What a great title. Sorry To Bother You is, indeed, bothersome. Quite deliberately. And it’s not really sorry about it. The conceit revealed in the film’s trailer—a black telemarketer uses his “white voice” to achieve success at work—is but one of the film’s many surreal elements, a kind of hint of things to come. I’m not going to spoil anything for you though. The shock of each twist is the source of the film’s cathartic effect.

Sorry To Bother You isn’t a revelation. It’s a release valve. The societal ills skewered here are well-cataloged elsewhere. Sorry To Bother You simply cranks them up to absurd levels and enables us to pelt them with metaphorical tomatoes, or, to borrow from the film itself, water balloons filled with sheep’s blood. It’s Saturnalia, The Feast of Fools, Carnival, Mardi Gras. It’s Nebuchadnezzar’s dream of being turned into an animal in Daniel 4. It welcomes your reaction. Your response is part of the art of the act.

The energy of the film is angry, but it is, after all, Juvenalian Satire in general, and, with respect to the individual characters in the story, Menippean Satire, so the judgement is real. It’s disturbing by design, so we can hoot and holler at it instead of resorting to violent revolution in the real world. “It’s serious,” one character in the film says to another who wants to bring weapons to a protest, “but it’s not that serious.”

The film stars three of the most interesting young actors working today – Lakeith Stanfield, Tessa Thompson, and Armie Hammer. Any film any of these three make is worth watching. They all tend to choose films with weight, or, particularly in Tessa Thompson’s case, they bring substance to otherwise cotton candy films. The chance to watch these actors interact with each other is worth the price of admission to see Sorry To Bother You alone.

Both Lakeith Stanfield and Tessa Thompson have an intense energy. Stanfield turns it internal. It contracts his body as if his heart is extra dense and is collapsing his slight frame. He bows in on himself. There’s a cosmos behind his eyes that you can be sucked into. In contrast, Thompson’s energy is external. Brow first, she presses on the world around her. She’s like Clint Eastwood in a Sergio Leone Western – the room changes when she walks into it. She has presence. And again, like with Stanfield, it’s concentrated in her eyes.

Look away, lest they burn you with holy fire.

In Sorry To Bother You, Stanfield and Thompson play lovers who value the same things but react to the world in opposite ways. In tension with each other, caught in each other’s gravity, they tumble dynamically, bolas-like through the narrative space. There’s a brief time in the story when their characters are apart. It’s a mournful moment in an otherwise absurd film. Their separation robs the universe of a matched pair of titans.

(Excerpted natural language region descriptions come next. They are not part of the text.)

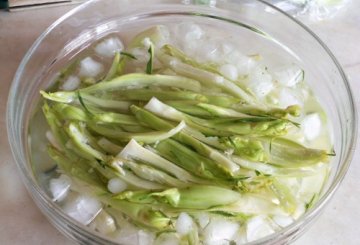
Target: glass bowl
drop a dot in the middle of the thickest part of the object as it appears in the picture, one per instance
(267, 29)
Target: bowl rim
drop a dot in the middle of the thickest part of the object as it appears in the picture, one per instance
(29, 182)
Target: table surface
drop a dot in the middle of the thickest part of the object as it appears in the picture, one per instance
(22, 223)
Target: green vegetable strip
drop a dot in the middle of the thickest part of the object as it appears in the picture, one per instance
(109, 146)
(141, 214)
(258, 126)
(147, 137)
(177, 53)
(84, 141)
(193, 197)
(149, 65)
(135, 151)
(147, 94)
(285, 153)
(149, 173)
(79, 170)
(184, 133)
(68, 112)
(105, 103)
(207, 78)
(155, 122)
(189, 160)
(130, 178)
(136, 80)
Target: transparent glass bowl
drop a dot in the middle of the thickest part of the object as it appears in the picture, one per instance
(264, 29)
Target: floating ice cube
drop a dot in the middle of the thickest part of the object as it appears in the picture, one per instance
(258, 227)
(219, 231)
(82, 208)
(59, 187)
(311, 126)
(108, 47)
(116, 185)
(71, 83)
(90, 68)
(288, 76)
(229, 71)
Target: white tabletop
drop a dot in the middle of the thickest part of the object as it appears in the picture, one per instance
(21, 222)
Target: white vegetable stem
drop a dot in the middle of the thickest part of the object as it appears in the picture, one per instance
(135, 151)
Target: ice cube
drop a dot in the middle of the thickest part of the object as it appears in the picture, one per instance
(108, 47)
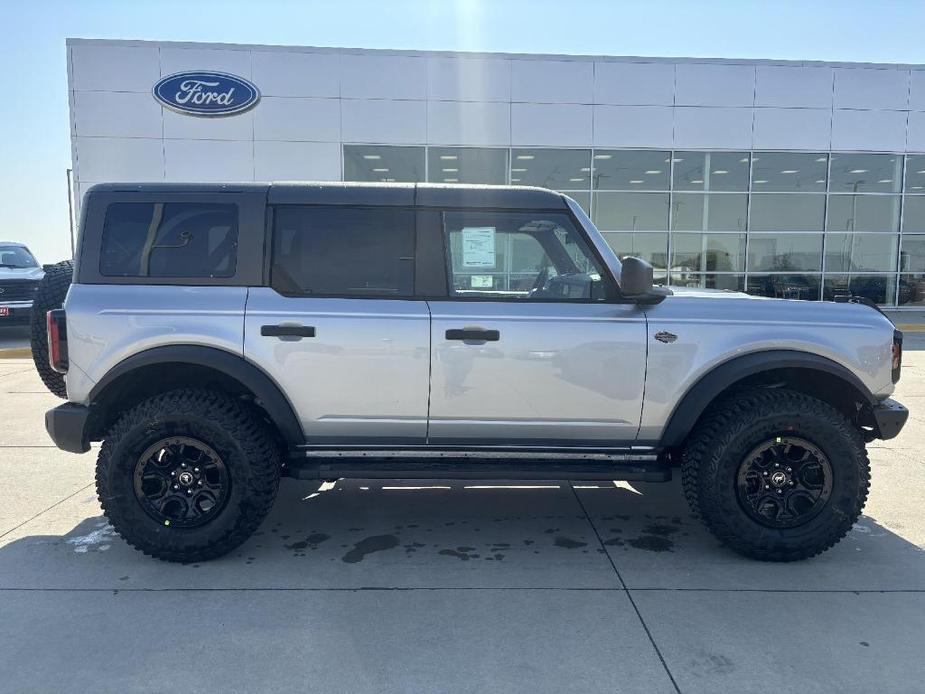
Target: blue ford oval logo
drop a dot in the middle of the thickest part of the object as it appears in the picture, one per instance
(206, 93)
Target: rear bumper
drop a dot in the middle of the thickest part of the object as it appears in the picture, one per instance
(67, 426)
(890, 417)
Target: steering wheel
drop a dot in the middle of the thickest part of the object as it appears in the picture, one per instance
(540, 282)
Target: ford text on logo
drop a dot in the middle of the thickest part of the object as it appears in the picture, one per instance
(206, 93)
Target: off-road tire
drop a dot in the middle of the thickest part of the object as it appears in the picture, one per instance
(230, 427)
(730, 430)
(50, 295)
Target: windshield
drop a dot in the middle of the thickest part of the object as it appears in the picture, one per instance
(16, 257)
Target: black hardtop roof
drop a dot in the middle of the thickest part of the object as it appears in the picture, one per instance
(392, 194)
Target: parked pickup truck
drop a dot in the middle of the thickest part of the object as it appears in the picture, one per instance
(218, 337)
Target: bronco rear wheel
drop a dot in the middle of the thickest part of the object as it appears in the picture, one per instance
(775, 474)
(188, 475)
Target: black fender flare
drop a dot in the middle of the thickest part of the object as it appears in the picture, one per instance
(249, 375)
(699, 396)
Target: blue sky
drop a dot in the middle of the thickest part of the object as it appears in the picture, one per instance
(33, 82)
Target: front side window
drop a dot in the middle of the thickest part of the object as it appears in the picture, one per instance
(16, 257)
(523, 256)
(340, 251)
(181, 240)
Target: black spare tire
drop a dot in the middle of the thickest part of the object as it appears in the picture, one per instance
(50, 295)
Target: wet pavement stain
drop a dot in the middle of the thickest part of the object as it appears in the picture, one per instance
(311, 541)
(366, 546)
(652, 543)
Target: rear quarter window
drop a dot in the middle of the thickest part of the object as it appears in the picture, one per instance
(181, 240)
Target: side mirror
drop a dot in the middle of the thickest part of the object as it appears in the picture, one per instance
(635, 277)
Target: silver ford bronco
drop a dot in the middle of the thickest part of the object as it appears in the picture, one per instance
(216, 338)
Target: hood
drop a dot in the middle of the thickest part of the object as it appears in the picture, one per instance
(21, 273)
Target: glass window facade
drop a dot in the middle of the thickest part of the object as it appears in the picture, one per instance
(799, 225)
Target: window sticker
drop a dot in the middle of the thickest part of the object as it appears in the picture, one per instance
(478, 247)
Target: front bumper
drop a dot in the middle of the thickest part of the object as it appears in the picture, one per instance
(890, 417)
(20, 313)
(67, 426)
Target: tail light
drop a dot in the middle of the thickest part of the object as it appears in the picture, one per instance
(897, 354)
(57, 339)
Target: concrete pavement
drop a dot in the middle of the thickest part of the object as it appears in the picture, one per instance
(402, 586)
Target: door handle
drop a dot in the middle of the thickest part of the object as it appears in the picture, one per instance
(298, 331)
(476, 334)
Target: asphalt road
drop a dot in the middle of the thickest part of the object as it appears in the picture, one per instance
(409, 586)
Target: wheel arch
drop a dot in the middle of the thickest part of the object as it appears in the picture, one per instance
(805, 372)
(160, 369)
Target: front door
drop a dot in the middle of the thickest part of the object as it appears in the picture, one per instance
(526, 350)
(339, 329)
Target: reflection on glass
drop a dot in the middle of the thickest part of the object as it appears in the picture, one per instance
(699, 212)
(863, 213)
(912, 290)
(631, 169)
(707, 252)
(866, 173)
(387, 164)
(466, 165)
(915, 173)
(878, 288)
(723, 171)
(789, 171)
(860, 252)
(912, 254)
(652, 247)
(734, 283)
(560, 169)
(805, 287)
(787, 212)
(784, 252)
(631, 211)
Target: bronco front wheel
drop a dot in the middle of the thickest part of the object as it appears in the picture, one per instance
(775, 474)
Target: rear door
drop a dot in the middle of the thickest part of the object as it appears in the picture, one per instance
(340, 328)
(526, 349)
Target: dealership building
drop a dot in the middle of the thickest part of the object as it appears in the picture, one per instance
(792, 179)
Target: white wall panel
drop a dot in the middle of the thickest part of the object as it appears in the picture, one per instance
(556, 125)
(719, 128)
(208, 160)
(235, 62)
(182, 126)
(469, 79)
(115, 68)
(283, 73)
(116, 114)
(871, 88)
(552, 81)
(120, 159)
(371, 76)
(704, 84)
(297, 119)
(297, 161)
(468, 123)
(634, 83)
(869, 130)
(793, 85)
(793, 128)
(389, 122)
(633, 126)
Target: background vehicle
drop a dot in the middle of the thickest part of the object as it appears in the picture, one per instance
(19, 278)
(218, 337)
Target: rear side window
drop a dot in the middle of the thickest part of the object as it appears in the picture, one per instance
(181, 239)
(341, 251)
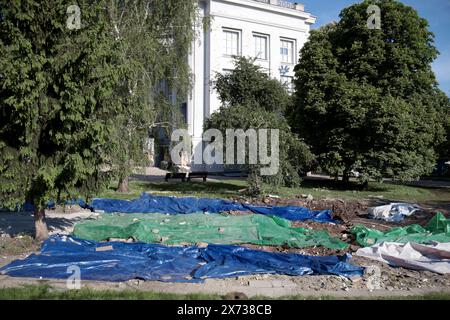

The tension they represent is also inherent to the Black identity in American society. They need each other even when they are at odds, and we need them both too if our society is ever to be made whole.

Armie Hammer is beginning to make a career out of using his ideal handsome white dude-ness to skewer what we think of as the ideal (white) man. In The Social Network, J. Edgar, The Lone Ranger, The Birth of a Nation, Call Me By Your Name, and now, Sorry To Bother You, Hammer embodies “the man,” and lets the rug be pulled out from under the stereotype. He reveals the emptiness of the traditional masculine aspiration. What an admirable way to use your good looks, your privilege. Good for you, Armie. Thank you.

Sorry To Bother You won’t be for everybody. It shouldn’t be for anybody, because the societal ills it lampoons shouldn’t exist. But they do, and if we’re going to continue to faithfully fix them, we’re going to need a few Feasts of Fools to relive the tension every once and a while. Carnival may be absurd, but the alternative is anarchy.